Nextflow

Some of the examples below are from: https://carpentries-incubator.github.io/workflows-nextflow. Please activate the conda env nf_metag before running any code.

conda activate nf_metag
cd /mnt

Nextflow/Groovy Language Basics

This guide provides an overview of the basic elements of the Nextflow language.

Printing

In Nextflow, you can print messages to the console using the println statement. Please create and open a file named ch0.nf in the /mnt directory and write the following code in it

println("Hello, Nextflow!")

Save the file and run it with: nextflow run ch0.nf

Methods

Methods in Nextflow are defined using the Groovy syntax.

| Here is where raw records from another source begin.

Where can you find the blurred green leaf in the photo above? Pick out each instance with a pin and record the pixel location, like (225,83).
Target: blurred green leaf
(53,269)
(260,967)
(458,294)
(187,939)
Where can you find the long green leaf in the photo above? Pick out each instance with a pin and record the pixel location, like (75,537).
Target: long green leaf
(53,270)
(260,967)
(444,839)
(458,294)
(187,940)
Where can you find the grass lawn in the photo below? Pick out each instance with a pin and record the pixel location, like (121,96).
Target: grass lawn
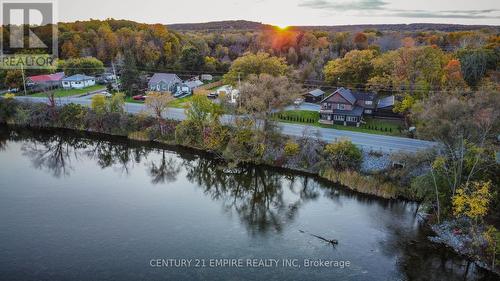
(59,93)
(131,100)
(371,126)
(179,103)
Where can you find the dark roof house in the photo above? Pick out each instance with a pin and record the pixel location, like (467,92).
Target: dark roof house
(46,78)
(164,82)
(314,96)
(346,107)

Here’s a simple method definition:

def greet(name) {
    return "Hello, ${name}!"
}

println(greet("Nextflow"))

Replace the content of file ch0.nf with above code save and run it.

Comments

Comments in Nextflow are identical to Groovy/Java:

Single-line comments start with //.
Multi-line comments are wrapped in /* ... */.

// This is a single-line comment
/* This is a
   multi-line comment */

Variables

Variables are declared using the def keyword or directly with an assignment.

def age = 25
name = "Nextflow"

Data Types

Nextflow supports various data types, including integers, floats, strings, and booleans.

def age = 25  // Integer
def pi = 3.14  // Float
def isActive = true  // Boolean

Strings

Strings can be declared using double quotes ". String interpolation is supported with ${}.

def name = "Nextflow"
println("Hello, ${name}!")

Lists

Lists in Nextflow can be defined using square brackets [].

def tools = ["Nextflow", "Docker", "Singularity"]
println(tools[0])  // Prints "Nextflow"

Maps

Maps are key-value pairs and can be defined using the syntax [:].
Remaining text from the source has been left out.